St. James's Hall was a concert hall in London that opened on 25 March 1858, designed by architect and artist Owen Jones, who had decorated the interior of the Crystal Palace. It was situated between the Quadrant in Regent Street and Piccadilly, and Vine Street and George Court. There was a frontage on Regent Street, and another in Piccadilly. Taking the orchestra into account, the main hall had seating for slightly over 2,000 persons. It had a grand hall 140 ft long and 60 ft broad. The seating was distributed between ground floor, balcony, gallery and platform and it had excellent acoustics. On the ground floor were two smaller halls, one 60 ft square; the other 60 ft by 55 ft. The Hall was decorated in the 'Florentine' style, with features imitating the great Moorish Palace of the Alhambra.
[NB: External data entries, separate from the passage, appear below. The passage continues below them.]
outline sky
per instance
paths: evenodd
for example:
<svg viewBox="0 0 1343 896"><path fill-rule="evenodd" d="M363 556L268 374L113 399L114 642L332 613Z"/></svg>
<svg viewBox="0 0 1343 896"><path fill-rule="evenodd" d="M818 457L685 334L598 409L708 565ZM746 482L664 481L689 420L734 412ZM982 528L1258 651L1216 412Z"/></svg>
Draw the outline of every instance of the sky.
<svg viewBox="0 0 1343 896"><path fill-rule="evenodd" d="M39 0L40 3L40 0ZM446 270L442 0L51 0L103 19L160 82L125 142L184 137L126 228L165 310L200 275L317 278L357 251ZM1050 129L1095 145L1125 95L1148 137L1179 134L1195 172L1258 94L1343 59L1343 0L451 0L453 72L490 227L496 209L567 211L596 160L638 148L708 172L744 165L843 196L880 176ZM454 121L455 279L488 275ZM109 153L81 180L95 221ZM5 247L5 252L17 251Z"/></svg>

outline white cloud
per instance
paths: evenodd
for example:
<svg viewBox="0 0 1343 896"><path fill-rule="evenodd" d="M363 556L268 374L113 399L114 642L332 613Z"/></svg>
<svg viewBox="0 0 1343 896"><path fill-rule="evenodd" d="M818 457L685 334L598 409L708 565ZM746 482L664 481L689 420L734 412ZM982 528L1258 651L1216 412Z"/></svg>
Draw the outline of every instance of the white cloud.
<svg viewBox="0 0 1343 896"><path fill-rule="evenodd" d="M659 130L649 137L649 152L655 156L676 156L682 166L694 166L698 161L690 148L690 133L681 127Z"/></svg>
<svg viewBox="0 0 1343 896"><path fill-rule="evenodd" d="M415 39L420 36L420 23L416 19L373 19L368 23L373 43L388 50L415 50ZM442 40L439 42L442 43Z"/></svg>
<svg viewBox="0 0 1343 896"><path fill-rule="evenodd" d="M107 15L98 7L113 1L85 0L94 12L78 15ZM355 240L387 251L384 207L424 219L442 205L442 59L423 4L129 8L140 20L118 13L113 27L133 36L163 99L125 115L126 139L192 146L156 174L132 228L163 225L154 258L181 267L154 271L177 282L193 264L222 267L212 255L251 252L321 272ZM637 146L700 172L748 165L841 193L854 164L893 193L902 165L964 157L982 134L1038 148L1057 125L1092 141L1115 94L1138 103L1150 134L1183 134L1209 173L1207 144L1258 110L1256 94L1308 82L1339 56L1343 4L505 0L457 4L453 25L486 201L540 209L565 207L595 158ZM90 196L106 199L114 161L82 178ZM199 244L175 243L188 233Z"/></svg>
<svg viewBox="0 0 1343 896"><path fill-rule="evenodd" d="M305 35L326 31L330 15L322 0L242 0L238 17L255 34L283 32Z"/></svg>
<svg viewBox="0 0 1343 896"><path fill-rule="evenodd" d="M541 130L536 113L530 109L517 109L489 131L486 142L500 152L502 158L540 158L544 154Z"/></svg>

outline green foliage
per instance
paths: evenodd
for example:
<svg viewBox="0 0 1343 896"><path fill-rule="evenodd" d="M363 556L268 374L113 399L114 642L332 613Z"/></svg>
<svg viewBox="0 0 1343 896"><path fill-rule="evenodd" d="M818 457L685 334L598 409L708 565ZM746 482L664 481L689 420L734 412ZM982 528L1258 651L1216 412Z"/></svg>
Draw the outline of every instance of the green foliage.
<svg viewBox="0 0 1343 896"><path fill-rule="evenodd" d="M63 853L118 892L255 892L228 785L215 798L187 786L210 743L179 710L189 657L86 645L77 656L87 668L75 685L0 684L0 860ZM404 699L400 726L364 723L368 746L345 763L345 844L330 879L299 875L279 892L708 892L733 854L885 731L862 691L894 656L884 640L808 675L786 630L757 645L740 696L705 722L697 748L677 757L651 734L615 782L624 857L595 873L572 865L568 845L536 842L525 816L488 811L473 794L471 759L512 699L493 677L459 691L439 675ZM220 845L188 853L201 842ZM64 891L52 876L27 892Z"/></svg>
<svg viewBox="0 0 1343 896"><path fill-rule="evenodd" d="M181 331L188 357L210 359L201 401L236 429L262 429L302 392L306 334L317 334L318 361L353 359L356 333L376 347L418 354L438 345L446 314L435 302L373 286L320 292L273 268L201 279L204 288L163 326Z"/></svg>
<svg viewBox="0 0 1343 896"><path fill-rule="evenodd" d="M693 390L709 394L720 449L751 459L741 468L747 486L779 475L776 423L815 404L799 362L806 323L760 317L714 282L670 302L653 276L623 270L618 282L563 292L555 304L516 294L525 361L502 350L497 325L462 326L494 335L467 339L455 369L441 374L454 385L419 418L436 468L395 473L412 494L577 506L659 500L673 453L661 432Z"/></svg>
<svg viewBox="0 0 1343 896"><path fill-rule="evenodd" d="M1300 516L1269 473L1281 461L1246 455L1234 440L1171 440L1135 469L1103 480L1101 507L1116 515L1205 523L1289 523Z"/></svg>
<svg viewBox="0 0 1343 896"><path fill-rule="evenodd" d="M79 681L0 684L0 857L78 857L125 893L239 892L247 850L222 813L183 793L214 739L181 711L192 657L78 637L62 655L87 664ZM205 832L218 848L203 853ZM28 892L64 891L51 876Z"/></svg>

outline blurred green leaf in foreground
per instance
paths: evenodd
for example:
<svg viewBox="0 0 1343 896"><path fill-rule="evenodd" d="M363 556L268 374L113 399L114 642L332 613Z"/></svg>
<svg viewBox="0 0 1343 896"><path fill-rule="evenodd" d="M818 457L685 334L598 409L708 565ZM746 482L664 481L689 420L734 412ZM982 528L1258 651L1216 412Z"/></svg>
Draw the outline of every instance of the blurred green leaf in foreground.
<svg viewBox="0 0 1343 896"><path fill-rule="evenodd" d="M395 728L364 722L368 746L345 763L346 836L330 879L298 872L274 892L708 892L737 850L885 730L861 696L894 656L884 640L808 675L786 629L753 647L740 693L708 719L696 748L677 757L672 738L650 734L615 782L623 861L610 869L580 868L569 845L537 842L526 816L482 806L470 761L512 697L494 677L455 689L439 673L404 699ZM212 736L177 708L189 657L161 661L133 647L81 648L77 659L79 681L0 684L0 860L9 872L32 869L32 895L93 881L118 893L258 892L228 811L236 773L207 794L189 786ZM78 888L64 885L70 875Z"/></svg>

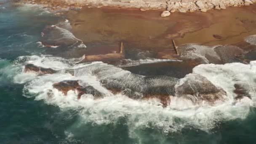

The Piccadilly facade was given a Gothic design, and the complex of two restaurants and three halls was hidden behind Nash's Quadrant. Sir George Henschel recalled its 'dear old, uncomfortable, long, narrow, green-upholstered benches (pale-green horse-hair) with the numbers of the seats tied over the straight backs with bright pink tape, like office files.'

The Hall was built jointly by two music publishing firms, Chappell & Co. and Cramer & Co., in the hope of attracting the growing audiences for fine musical performances that attended the Crystal Palace and the halls being built in the provinces. It stood empty for nearly a year after its opening. For almost half a century thereafter, the Hall was London's principal concert hall, to be succeeded by Queen's Hall in the 1900s and later by Wigmore Hall, the Royal Albert Hall and Royal Festival Hall. It became famous for its 'Monday Pops' concerts and Ballad Concerts, as the home of the Philharmonic Society and the Christy Minstrels and for the many famous conductors and performers who gave important performances there.

== Opening ==
The first performance at the hall was The Hymn of Praise, sung by the Vocal Association, under Julius Benedict. Sims Reeves sang Beethoven's 'Adelaide' there (the first of many successes), accompanied by Arabella Goddard, in a concert at the end of May 1858. According to Reeves' biographer, 'The hall itself met with general approval, but the arrangements for chorus and orchestra were severely condemned.' In the same year, one of the first complete performances of J.S. Bach's St Matthew Passion to be heard in England was given there under William Sterndale Bennett, with Sims Reeves, Helen Lemmens-Sherrington, Charlotte Sainton-Dolby and Willoughby Weiss.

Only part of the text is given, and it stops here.